True to Dickens, the Ghost isn't quite done with Scrooge yet though and takes him to Belle's later home where she lives with her husband and children. I only count a total of four kids, including the young woman that Dickens obsessed over, but we only get a couple of panels with them and it's possible that there are more. They're not excessively boisterous, but Belle's husband does come home with Christmas presents and a daughter rushes at him in the first panel while the second has her and two brothers ripping into the gifts in the background.

It's interesting that Belle's husband doesn't ask her to guess which old friend of hers he saw that day. He simply tells her that he saw Scrooge and that his partner is on the point of death. I don't care for the guessing game in Dickens, so this is a nice change for me.
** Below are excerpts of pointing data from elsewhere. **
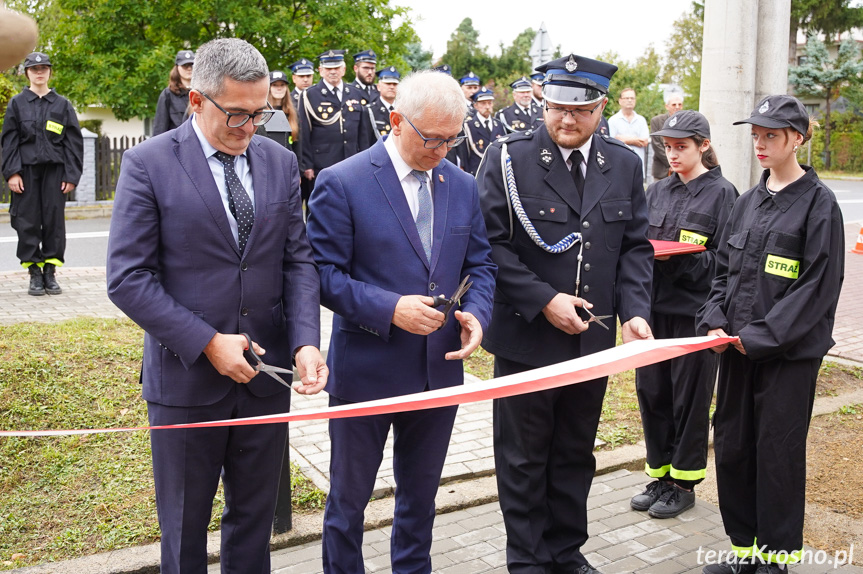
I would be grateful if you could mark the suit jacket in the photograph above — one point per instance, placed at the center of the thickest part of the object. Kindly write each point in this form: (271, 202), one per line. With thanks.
(369, 252)
(175, 269)
(617, 266)
(327, 142)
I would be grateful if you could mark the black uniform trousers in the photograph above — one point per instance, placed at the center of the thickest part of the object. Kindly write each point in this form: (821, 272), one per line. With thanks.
(38, 214)
(187, 464)
(545, 465)
(674, 398)
(761, 424)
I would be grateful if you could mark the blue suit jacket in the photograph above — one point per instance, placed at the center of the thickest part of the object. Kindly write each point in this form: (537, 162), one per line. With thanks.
(366, 244)
(175, 269)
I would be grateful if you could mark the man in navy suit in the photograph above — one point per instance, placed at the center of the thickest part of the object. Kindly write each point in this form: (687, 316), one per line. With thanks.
(207, 241)
(391, 228)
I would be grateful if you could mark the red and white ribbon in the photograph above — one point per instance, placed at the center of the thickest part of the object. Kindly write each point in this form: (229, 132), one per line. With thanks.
(602, 364)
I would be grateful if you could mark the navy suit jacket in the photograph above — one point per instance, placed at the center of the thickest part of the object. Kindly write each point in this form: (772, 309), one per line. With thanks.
(369, 252)
(175, 269)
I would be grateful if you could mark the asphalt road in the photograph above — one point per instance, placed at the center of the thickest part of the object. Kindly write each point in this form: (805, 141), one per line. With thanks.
(87, 239)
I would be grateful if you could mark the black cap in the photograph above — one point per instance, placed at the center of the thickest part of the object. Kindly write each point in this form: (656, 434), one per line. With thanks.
(185, 57)
(36, 59)
(685, 124)
(574, 80)
(779, 112)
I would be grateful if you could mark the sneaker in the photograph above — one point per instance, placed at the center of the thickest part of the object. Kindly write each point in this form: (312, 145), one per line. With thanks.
(742, 567)
(650, 495)
(672, 502)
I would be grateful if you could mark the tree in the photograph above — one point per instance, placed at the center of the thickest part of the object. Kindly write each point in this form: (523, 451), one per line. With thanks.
(117, 53)
(823, 77)
(683, 55)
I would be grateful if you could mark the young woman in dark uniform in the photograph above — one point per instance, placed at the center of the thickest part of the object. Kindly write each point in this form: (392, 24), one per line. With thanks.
(779, 273)
(691, 206)
(43, 156)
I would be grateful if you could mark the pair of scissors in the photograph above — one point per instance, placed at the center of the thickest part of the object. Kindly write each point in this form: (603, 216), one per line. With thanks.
(260, 366)
(591, 318)
(448, 303)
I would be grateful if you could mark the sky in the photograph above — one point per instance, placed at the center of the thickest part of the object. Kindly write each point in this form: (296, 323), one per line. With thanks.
(624, 26)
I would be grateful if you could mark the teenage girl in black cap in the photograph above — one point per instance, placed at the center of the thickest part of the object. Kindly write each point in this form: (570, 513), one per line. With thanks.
(779, 272)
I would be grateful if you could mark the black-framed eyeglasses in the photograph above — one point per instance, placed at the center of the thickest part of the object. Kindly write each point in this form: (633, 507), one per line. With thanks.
(239, 119)
(561, 112)
(434, 143)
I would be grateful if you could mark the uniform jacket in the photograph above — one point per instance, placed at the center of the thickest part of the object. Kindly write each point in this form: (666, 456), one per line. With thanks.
(327, 142)
(175, 269)
(618, 259)
(479, 138)
(695, 212)
(41, 130)
(171, 111)
(514, 119)
(779, 271)
(369, 253)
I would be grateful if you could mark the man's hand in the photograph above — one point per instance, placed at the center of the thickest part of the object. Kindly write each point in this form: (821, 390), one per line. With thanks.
(415, 314)
(225, 352)
(561, 313)
(635, 329)
(719, 333)
(16, 184)
(471, 336)
(312, 369)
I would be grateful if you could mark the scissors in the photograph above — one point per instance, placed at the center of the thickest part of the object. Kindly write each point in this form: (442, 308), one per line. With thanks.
(261, 366)
(594, 318)
(448, 303)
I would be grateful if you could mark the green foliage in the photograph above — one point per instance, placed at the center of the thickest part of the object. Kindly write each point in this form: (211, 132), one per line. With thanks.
(119, 53)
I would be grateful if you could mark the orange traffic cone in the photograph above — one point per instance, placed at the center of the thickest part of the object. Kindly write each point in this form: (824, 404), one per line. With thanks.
(859, 247)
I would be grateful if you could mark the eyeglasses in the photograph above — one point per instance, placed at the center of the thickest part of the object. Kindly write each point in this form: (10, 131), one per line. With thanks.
(239, 119)
(434, 143)
(560, 112)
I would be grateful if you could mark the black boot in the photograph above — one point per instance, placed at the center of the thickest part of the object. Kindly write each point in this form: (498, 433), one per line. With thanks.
(51, 285)
(37, 283)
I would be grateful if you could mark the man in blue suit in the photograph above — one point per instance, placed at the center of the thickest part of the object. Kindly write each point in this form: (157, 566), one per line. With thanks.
(207, 241)
(391, 228)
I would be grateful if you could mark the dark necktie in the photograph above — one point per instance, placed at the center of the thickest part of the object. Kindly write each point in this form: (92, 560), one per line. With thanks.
(576, 158)
(238, 200)
(424, 212)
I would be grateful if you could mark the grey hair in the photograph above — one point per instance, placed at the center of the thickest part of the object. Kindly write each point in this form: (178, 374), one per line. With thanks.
(226, 58)
(429, 90)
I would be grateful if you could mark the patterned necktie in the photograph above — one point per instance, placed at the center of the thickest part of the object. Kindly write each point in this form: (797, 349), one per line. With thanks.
(238, 200)
(578, 177)
(424, 212)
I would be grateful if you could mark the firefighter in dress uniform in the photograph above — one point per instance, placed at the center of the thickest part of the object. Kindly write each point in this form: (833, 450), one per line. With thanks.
(562, 239)
(779, 272)
(524, 114)
(481, 130)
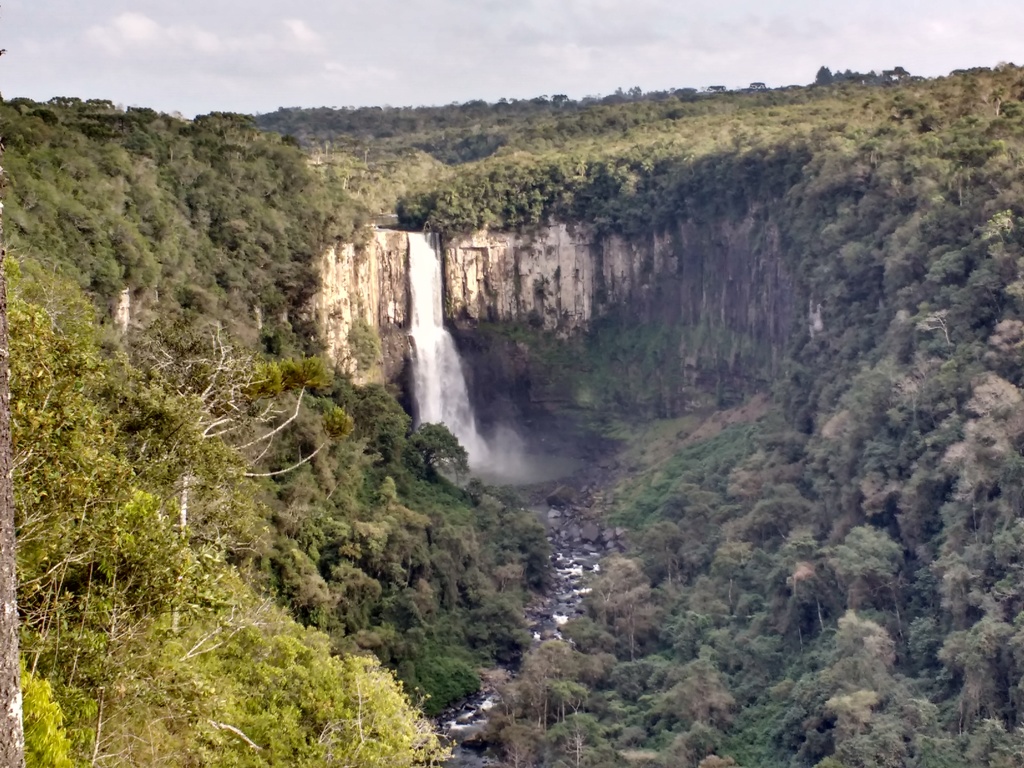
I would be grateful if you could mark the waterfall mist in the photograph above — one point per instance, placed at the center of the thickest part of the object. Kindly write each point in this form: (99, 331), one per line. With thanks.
(438, 384)
(439, 389)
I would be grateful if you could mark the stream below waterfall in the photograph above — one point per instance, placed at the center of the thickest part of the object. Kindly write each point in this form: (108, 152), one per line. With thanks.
(573, 560)
(578, 539)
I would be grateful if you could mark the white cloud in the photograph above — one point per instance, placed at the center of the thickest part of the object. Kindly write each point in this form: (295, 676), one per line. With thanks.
(199, 55)
(301, 32)
(139, 37)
The Ghost doesn't physically force Scrooge to watch any of this. He's cold to Scrooge's plea to be removed from the scene though, so Scrooge grabs what at first looks like a curved trumpet from the Ghost's belt. I went back and looked and it's not in any of the earlier drawings of the Ghost, so it's just appeared here for this scene. It ends up being a candle snuffer with a long handle, but it doesn't look anything like a cap and the bell-shaped extinguisher part of it is way too small to be headgear for the Spirit, even if the handle wouldn't make it impossibly ridiculous to wear. In fact, Scrooge looks rather silly in the panel where he's pressing it against the ground, presumably trapping the Ghost underneath (although, as in Dickens, light is still spilling out).

The comic skips from Scrooge's grabbing the extinguisher straight to his holding it against the floor, so there's no final transformation of the Ghost into the other faces from Scrooge's past. And the very next panel is Scrooge lying in his own bed, exhaustedly falling asleep, with the snuffer discarded on the floor nearby.

1 comment:

Caffeinated Joe said...

Seems like it gets the point of flashing back to Belle across with both scenes. Have to wonder if the high-end room was just what the artist assumed for the time, and didn't take into account their actual financial standing when drawing.